Thursday, March 19, 2015

Culture Wars: Who Delivers the Goods?

“something perverse has permeated our culture in America today, a culture where taking personal responsibility for one’s actions has been replaced by a grievance industry that promotes white privilege as the root cause for all that ails them. Sadly, America’s first African-American President and Attorney General have encouraged this myth—with the media promoting an agenda rather than dispassionately reporting facts.”

--Ron Christie, Daily Beast  

"The measure of a person's character is found by looking at the difficulties they overcame, not by the difficulties for which they found excuses.”

--Reader’s comment on Christie article

Victimization has triumphed over self-reliance.

In our three-part look at liberals’ victory in the culture wars, we quoted Stanford Hoover Institution conservative Shelby Steele’s conclusion that “Liberals successfully smother conservatism by identifying it as another word for American evil. Tainting conservatism — its principles, policies, and personalities — with past American shames remains for liberals an ‘endless font of power.’”

William Voegeli
Seele isn’t alone among conservatives in acknowledging liberals won the culture wars. William Voegeli says the same in his book, The Pity Party: A Mean-Spirited Diatribe Against Liberal Compassion. David DesRosiers, in the conservative Washington Times, summarized Voegeli’s findings:
The Republican disadvantage is that Democrats convincingly make a claim to be the party of greater human equality and compassion, making them the electoral scissors to the Republican paper. The claim of equality on the heartstrings of a democratic people is naturally stronger and resonates more than the claim of liberty. The democratic pitch — the promise of free stuff and fairness — is near impossible to beat head on, Voegeli’s advice is not to do so. Where liberalism is weak is with delivering the promised goods. This failure to deliver is the less fundamental, more effective route to check liberalism’s march.
According to DesRosiers, Voegeli is applying leftist agitator Saul Alinsky’s rule for radicals by making the opposition live up to their own values. In that spirit, Voegeli suggests how liberalism’s high motives may mask a self-centered core:
compassion is a modern doctrine with a selfish-center. Christ didn’t coin the word compassion, Rousseau did, and it reflects an interest in the “sufferer for the love of myself.” The emphasis is on the “I” in “I feel your pain.” The bull card, when applied to the legacy of liberal compassion, has the capacity to decouple the “reactor core” of liberalism, the “alliance of experts and victims.”
So finally, along with Voegeli’s dead-on reading of how liberals won the cultural high ground, a counterattack strategy emerges: make the battle about who achieves results.

Focusing on results, New York Times house conservative Ross Douthat wonders whether liberals or conservatives are more able to fix working-class family breakdown:
[is] the social crisis among America’s poor and working class — the collapse of the two-parent family, the weakening of communal ties —. . .best understood as a problem of economics or of culture[?]
Liberals want government aid.

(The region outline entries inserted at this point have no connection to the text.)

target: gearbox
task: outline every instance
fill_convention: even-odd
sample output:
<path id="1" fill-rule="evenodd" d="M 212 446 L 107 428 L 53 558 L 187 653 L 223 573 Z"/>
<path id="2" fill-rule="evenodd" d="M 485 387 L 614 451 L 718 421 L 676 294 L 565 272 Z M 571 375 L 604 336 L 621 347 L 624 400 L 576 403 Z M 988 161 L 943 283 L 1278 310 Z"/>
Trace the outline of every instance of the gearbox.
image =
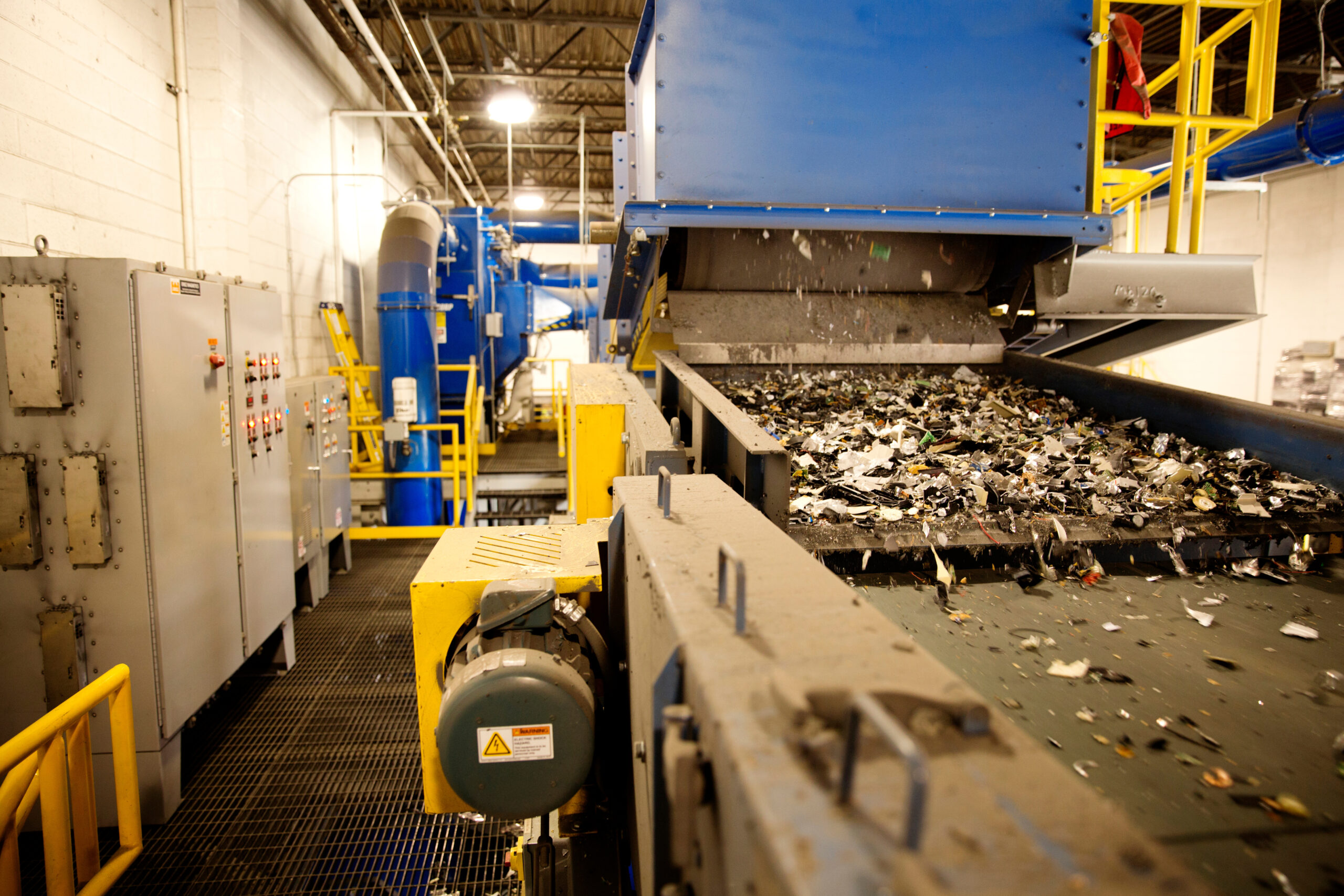
<path id="1" fill-rule="evenodd" d="M 477 811 L 543 815 L 593 766 L 602 635 L 554 579 L 492 582 L 449 645 L 434 739 L 444 776 Z"/>

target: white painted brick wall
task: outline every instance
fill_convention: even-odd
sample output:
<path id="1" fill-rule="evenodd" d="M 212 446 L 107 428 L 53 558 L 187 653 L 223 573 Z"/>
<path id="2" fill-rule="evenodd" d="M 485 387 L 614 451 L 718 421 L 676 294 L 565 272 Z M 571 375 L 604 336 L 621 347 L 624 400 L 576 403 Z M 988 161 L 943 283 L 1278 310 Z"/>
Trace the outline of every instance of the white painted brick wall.
<path id="1" fill-rule="evenodd" d="M 328 113 L 372 109 L 353 69 L 302 0 L 187 0 L 196 266 L 281 290 L 289 367 L 332 363 L 317 302 L 336 296 Z M 0 253 L 183 262 L 168 0 L 4 0 L 0 4 Z M 383 199 L 431 180 L 380 126 L 341 122 L 343 255 L 363 263 L 372 304 Z M 344 296 L 356 304 L 358 296 Z M 362 329 L 360 309 L 349 317 Z M 368 325 L 376 344 L 376 329 Z M 376 347 L 370 347 L 376 357 Z"/>

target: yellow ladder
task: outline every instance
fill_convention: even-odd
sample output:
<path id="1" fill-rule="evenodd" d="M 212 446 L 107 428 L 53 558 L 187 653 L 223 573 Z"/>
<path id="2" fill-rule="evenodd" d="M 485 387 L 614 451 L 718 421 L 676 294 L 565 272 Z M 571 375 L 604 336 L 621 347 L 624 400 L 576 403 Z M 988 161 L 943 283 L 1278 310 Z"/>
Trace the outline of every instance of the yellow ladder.
<path id="1" fill-rule="evenodd" d="M 368 375 L 376 367 L 359 363 L 359 347 L 349 332 L 349 321 L 345 320 L 345 309 L 339 302 L 321 302 L 323 321 L 327 322 L 327 332 L 332 337 L 332 348 L 336 349 L 336 365 L 327 368 L 332 373 L 345 377 L 345 388 L 349 392 L 349 416 L 352 426 L 349 433 L 351 454 L 349 469 L 352 472 L 374 472 L 383 469 L 383 442 L 379 435 L 383 415 L 378 410 L 378 402 L 368 387 Z M 379 427 L 356 429 L 356 427 Z"/>

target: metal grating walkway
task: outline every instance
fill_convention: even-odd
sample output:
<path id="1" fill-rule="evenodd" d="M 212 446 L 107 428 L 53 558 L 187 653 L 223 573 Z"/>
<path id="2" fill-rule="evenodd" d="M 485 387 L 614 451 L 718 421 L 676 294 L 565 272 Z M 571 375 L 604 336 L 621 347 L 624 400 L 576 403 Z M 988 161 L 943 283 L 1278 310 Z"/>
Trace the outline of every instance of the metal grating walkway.
<path id="1" fill-rule="evenodd" d="M 431 547 L 353 545 L 351 572 L 296 619 L 298 665 L 239 673 L 184 732 L 181 807 L 114 893 L 517 892 L 511 823 L 421 811 L 407 588 Z"/>

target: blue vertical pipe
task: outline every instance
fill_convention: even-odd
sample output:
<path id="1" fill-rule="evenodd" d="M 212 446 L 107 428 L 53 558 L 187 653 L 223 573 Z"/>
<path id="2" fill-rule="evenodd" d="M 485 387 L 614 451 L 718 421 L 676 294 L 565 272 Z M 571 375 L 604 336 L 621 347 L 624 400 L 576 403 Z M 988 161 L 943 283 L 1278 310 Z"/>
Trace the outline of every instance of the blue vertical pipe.
<path id="1" fill-rule="evenodd" d="M 392 412 L 392 380 L 415 377 L 415 422 L 438 423 L 438 352 L 434 341 L 434 265 L 444 219 L 433 206 L 398 206 L 383 224 L 378 247 L 378 334 L 383 415 Z M 437 431 L 413 431 L 410 454 L 398 443 L 384 447 L 384 469 L 395 473 L 439 472 Z M 456 508 L 454 508 L 456 509 Z M 439 525 L 444 488 L 438 478 L 387 480 L 390 525 Z"/>

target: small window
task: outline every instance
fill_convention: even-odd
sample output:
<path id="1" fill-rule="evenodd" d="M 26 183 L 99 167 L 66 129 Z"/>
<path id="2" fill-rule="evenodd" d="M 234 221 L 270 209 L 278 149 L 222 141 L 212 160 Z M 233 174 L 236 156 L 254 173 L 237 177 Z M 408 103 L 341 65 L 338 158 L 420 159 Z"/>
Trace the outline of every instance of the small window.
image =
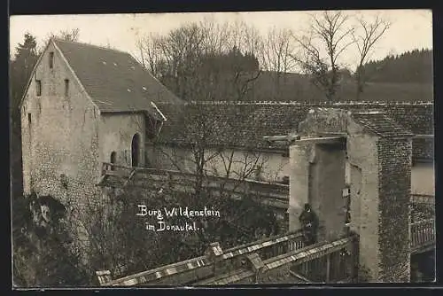
<path id="1" fill-rule="evenodd" d="M 65 79 L 65 96 L 69 94 L 69 79 Z"/>
<path id="2" fill-rule="evenodd" d="M 50 52 L 50 69 L 54 67 L 54 52 Z"/>
<path id="3" fill-rule="evenodd" d="M 36 91 L 37 91 L 37 97 L 42 96 L 42 81 L 41 80 L 35 81 L 35 87 L 36 87 Z"/>

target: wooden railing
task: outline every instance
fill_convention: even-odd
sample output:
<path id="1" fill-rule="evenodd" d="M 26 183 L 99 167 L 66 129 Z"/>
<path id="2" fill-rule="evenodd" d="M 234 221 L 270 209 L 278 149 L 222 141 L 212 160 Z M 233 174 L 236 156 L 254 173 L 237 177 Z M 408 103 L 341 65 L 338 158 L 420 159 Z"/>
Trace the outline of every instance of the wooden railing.
<path id="1" fill-rule="evenodd" d="M 428 194 L 412 194 L 411 203 L 435 206 L 435 196 Z"/>
<path id="2" fill-rule="evenodd" d="M 419 253 L 435 245 L 435 219 L 411 223 L 411 253 Z"/>
<path id="3" fill-rule="evenodd" d="M 288 269 L 313 283 L 349 282 L 354 279 L 357 267 L 356 237 L 317 244 L 265 261 L 269 269 Z M 284 268 L 283 266 L 286 266 Z M 278 273 L 277 273 L 278 274 Z"/>
<path id="4" fill-rule="evenodd" d="M 263 261 L 260 256 L 255 256 L 253 264 L 255 268 L 239 268 L 198 284 L 352 282 L 357 272 L 357 245 L 356 237 L 352 236 L 309 245 Z"/>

Conservatives want individual responsibility.
[To the left,] it’s unchecked capitalism and Republican stinginess, not the sexual revolution, that has devastated working-class society over the last few decades. Fight poverty, redistribute wealth, and you’ll revive family and community — it’s as simple as that.
I don’t think Douthat agrees:
In a substantially poorer American past with a much thinner safety net, lower-income Americans found a way to cultivate monogamy, fidelity, sobriety and thrift to an extent that they have not in our richer, higher-spending present.
The post-1960s . . . cultural earthquake that makes society dramatically more permissive and [that has created] dramatic social fragmentation among vulnerable populations [means] that [denying] any connection [between permissiveness and social fragmentation] looks a lot like denying the nose in front of your face.
In the culture wars, liberals have won. They shouldn’t have. Time for a “mean-spirited diatribe,” in Voegeli’s words, focused on who actually delivers “the promised goods.”